Semantic Scholar Overview and Features
- Semantic Scholar provides a one-sentence summary of scientific literature.
- It aims to address the challenge of reading numerous titles and lengthy abstracts on mobile devices.
- The project uses artificial intelligence to generate the essence of a paper through an abstractive technique.
- It combines machine learning, natural language processing, and machine vision to add semantic analysis to citation analysis.
- Research Feeds, an AI-powered feature, recommends the latest research to help scholars stay up to date.
- Semantic Reader is an augmented reader that revolutionizes scientific reading by making it more accessible and contextual.
- It provides in-line citation cards with TLDR summaries and skimming highlights to help users digest information faster.
- Semantic Scholar is designed to highlight the most important and influential elements of a paper.
- The AI technology identifies hidden connections and links between research topics.
- It exploits graph structures, including the Microsoft Academic Knowledge Graph and Springer Nature's SciGraph.
- Semantic Scholar does not search for material behind a paywall and is free to use.
Number of Users and Publications
- The Semantic Scholar corpus includes more than 40 million papers from computer science and biomedicine.
- The number of included papers metadata has grown to more than 173 million, including the Microsoft Academic Graph records.
- A partnership with the University of Chicago Press Journals made all articles published under the press available in the corpus.
- Semantic Scholar had indexed 190 million papers by the end of 2020.
- It reached seven million users per month in 2020.

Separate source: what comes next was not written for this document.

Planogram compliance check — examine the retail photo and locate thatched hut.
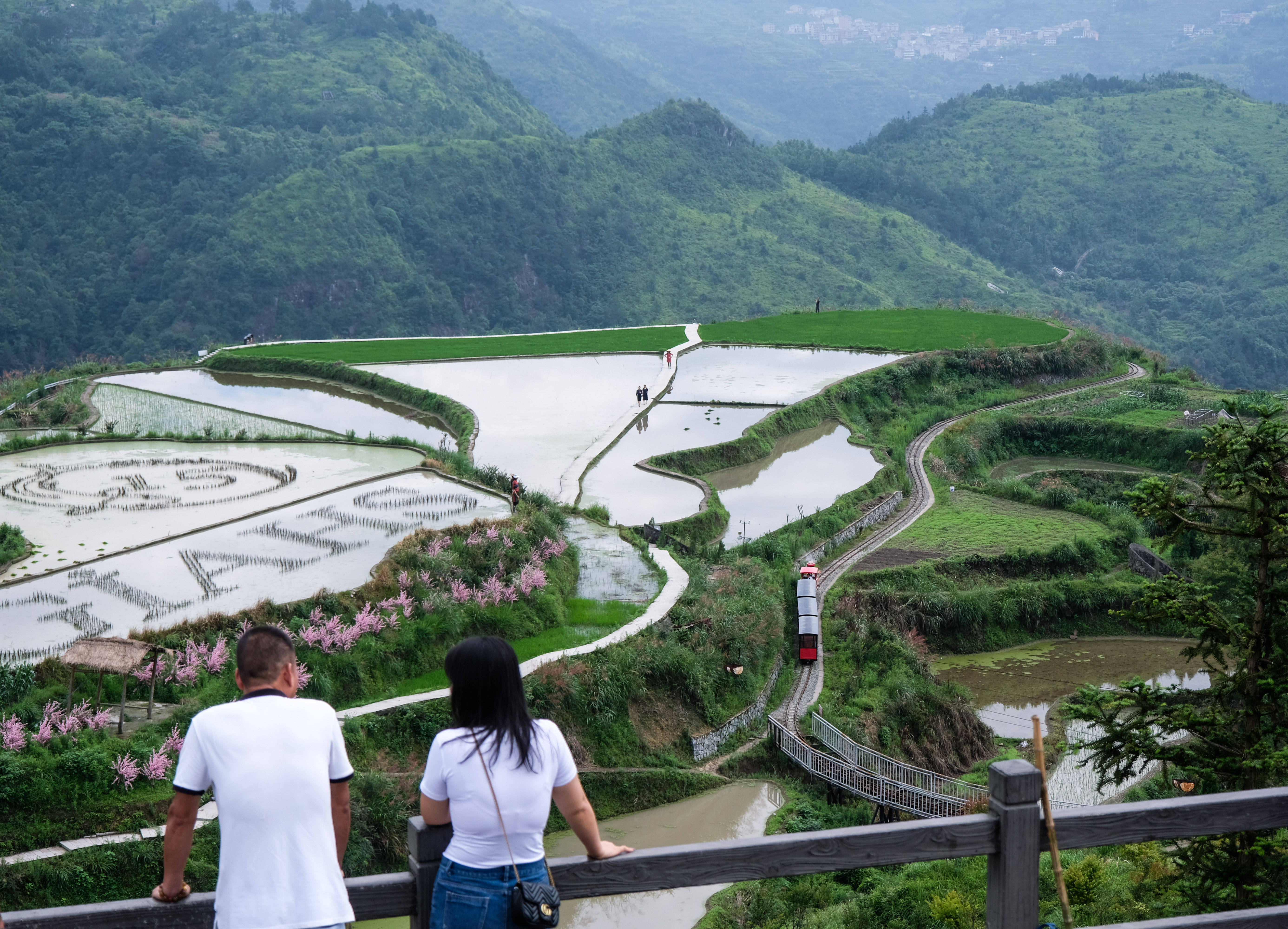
[59,636,173,732]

Comparison with Other Search Engines
- A study found that for papers cited by secondary studies in computer science, Semantic Scholar and Google Scholar had comparable coverage.

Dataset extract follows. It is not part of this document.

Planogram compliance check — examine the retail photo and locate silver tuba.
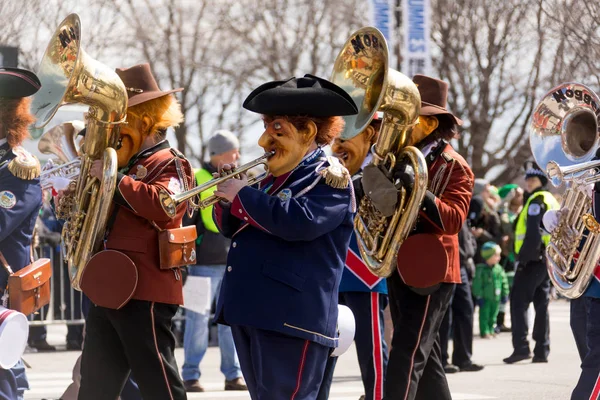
[529,83,600,299]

- It uses AI and cannot distinguish between reviews of books and the books themselves.
- It struggles to distinguish between authors with common names due to its use of science standards for author identification.
- The assigned field for papers is not always clearly distinguished, leading to issues like listing History for Literature papers.

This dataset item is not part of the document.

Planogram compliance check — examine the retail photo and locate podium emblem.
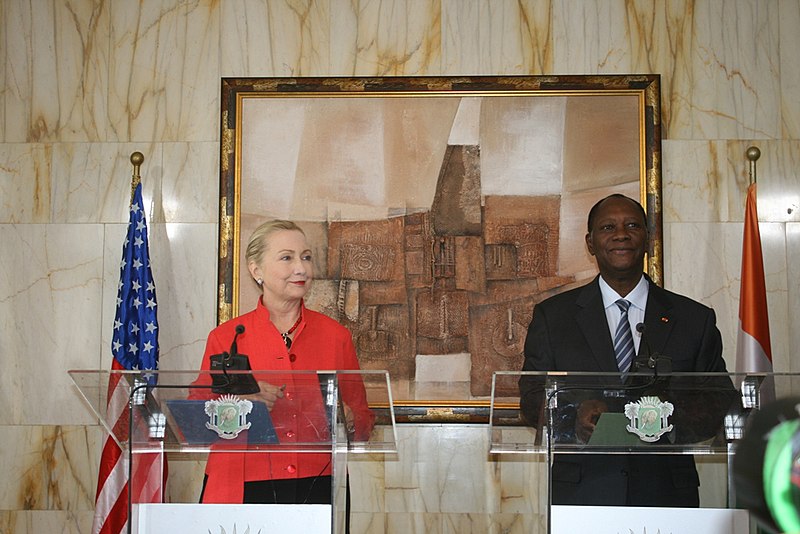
[206,395,253,439]
[625,396,675,443]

Related Concepts and Resources
- Citation analysis examines the frequency, patterns, and graphs of citations in documents.
- Citation index is an index of citations between publications.
- Knowledge extraction involves creating knowledge from structured and unstructured sources.
- There is a list of academic databases and search engines for further exploration.
- Scientometrics is the study of measuring and analyzing science, technology, and innovation.
Semantic Scholar Partnerships and Expansion
- Semantic Scholar has coverage of over 500 publishers, including the University of Chicago Press.
- In 2020, Semantic Scholar added 25 million scientific papers through new publisher partnerships.
- AI2, the Allen Institute for Artificial Intelligence, expanded Semantic Scholar to include biomedical research.
- AI2 collaborated with Microsoft Research to upgrade search tools for scientific studies.
- Semantic Scholar has gained recognition and usage in the scientific community and plays a crucial role in improving the accessibility and visibility of scientific research.
Semantic Scholar is a research tool for scientific literature powered by artificial intelligence. It is developed at the Allen Institute for AI and was publicly released in November 2015. Semantic Scholar uses modern techniques in natural language processing to support the research process, for example by providing automatically generated summaries of scholarly papers. The Semantic Scholar team is actively researching the use of artificial intelligence in natural language processing, machine learning, human–computer interaction, and information retrieval.
Type of site | Search engine |
---|---|
Created by | Allen Institute for Artificial Intelligence |
URL | semanticscholar |
Launched | November 2, 2015 |
Semantic Scholar began as a database for the topics of computer science, geoscience, and neuroscience. In 2017, the system began including biomedical literature in its corpus. As of September 2022[update], it includes over 200 million publications from all fields of science.